Not much to say about the code (the theory sounds sane) but I was
wondering about the comment.
Why did glsl implement this really as x * (1 - a) + y * a?
The usual way for lerp would be (y - x) * a + x, i.e. two ops for most
gpus (sub+mad, or sub+mul+add). But I'm wondering if that sacrifices
precision or gets Infs wrong or something (this is the way the gallivm
code implements TGSI_OPCODE_LRP). I guess strict IEEE conformance would
really forbid that optimization though...
Roland
Am 20.02.2013 02:03, schrieb Matt Turner:
From: Kenneth Graunke kenn...@whitecape.org
Many GPUs have an instruction to do linear interpolation which is more
efficient than simply performing the algebra necessary (two multiplies,
an add, and a subtract).
Pattern matching or peepholing this is more desirable, but can be
tricky. By using an opcode, we can at least make shaders which use the
mix() built-in get the more efficient behavior.
Currently, all consumers lower ir_triop_lrp. Subsequent patches will
actually generate different code.
v2 [mattst88]:
- Add LRP_TO_ARITH flag to ir_to_mesa.cpp. Will be removed in a
subsequent patch and ir_triop_lrp translated directly.

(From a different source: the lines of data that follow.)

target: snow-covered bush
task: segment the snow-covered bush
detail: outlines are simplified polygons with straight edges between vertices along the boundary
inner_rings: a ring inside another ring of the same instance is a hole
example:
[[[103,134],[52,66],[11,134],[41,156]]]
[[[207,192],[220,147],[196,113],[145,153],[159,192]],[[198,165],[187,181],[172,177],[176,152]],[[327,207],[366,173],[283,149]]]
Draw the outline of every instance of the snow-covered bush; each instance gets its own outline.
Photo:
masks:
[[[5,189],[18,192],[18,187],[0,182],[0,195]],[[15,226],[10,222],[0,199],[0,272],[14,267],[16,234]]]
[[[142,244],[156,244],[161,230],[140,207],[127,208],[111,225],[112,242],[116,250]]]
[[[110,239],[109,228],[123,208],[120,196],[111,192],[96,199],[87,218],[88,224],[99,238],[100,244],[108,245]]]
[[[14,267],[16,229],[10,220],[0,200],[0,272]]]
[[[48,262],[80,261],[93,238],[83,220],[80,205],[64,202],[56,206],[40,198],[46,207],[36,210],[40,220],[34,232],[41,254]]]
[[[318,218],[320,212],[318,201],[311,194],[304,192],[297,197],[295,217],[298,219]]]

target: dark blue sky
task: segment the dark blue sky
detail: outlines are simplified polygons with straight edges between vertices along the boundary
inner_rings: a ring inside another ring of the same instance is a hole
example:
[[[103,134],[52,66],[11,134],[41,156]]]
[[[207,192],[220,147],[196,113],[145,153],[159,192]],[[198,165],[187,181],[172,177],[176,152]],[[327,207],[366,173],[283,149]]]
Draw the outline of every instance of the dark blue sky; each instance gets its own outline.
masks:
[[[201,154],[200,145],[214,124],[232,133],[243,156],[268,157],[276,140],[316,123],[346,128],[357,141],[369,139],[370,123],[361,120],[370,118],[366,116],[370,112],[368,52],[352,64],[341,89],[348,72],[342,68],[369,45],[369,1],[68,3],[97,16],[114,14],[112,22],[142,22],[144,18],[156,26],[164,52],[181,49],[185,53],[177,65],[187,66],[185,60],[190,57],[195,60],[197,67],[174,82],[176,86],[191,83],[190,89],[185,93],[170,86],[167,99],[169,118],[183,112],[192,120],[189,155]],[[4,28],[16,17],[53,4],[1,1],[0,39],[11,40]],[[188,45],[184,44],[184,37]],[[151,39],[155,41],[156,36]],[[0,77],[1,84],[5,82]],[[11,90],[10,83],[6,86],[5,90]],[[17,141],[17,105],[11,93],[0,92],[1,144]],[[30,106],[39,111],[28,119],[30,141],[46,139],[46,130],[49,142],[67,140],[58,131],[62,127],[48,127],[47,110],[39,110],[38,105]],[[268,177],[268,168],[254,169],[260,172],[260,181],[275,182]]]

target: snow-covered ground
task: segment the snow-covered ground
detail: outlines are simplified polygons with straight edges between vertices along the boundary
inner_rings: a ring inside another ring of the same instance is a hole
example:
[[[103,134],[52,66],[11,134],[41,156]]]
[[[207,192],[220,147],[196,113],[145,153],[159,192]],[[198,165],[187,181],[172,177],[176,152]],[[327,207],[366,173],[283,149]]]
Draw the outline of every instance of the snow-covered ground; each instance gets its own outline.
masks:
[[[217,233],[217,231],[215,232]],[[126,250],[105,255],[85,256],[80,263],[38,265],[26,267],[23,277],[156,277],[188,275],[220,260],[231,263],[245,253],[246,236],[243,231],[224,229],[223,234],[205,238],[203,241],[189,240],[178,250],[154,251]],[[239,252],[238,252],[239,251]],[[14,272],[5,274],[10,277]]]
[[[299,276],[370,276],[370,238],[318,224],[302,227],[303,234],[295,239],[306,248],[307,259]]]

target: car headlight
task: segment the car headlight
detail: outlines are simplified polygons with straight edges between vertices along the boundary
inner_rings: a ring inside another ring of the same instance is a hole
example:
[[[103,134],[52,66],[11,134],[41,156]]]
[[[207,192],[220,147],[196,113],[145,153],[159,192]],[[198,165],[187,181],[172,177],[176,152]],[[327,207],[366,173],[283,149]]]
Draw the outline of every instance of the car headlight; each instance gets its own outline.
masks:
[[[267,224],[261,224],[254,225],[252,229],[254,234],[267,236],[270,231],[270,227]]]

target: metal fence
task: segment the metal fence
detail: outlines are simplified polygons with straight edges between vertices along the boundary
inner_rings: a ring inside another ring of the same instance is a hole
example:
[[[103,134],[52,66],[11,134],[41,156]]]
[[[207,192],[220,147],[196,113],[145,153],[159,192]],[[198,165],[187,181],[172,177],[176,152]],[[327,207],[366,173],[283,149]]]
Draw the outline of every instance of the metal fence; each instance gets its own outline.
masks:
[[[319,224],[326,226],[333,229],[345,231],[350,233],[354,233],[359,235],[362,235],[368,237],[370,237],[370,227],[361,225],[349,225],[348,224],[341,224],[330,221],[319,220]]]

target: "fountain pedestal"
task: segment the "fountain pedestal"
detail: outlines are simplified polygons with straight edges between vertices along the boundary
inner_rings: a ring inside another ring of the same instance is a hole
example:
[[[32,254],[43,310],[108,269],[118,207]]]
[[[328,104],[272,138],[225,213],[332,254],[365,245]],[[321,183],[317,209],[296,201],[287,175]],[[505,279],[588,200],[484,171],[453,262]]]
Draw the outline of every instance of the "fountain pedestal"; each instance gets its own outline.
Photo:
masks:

Reviewed-by: Matt Turner matts...@gmail.com
---
src/glsl/builtins/ir/mix.ir| 14 +-
src/glsl/ir.cpp|4 +++
src/glsl/ir.h |7 +
src/glsl/ir_constant_expression.cpp| 13 ++
src/glsl/ir_optimization.h |1 +
src/glsl/ir_validate.cpp |6
src/glsl/lower_instructions.cpp| 35
src/mesa/drivers/dri/i965/brw_shader.cpp |3 +-
src/mesa/program/ir_to_mesa.cpp|6 -
src/mesa/state_tracker/st_glsl_to_tgsi.cpp |1 +
10 files changed, 81 insertions(+), 9 deletions(-)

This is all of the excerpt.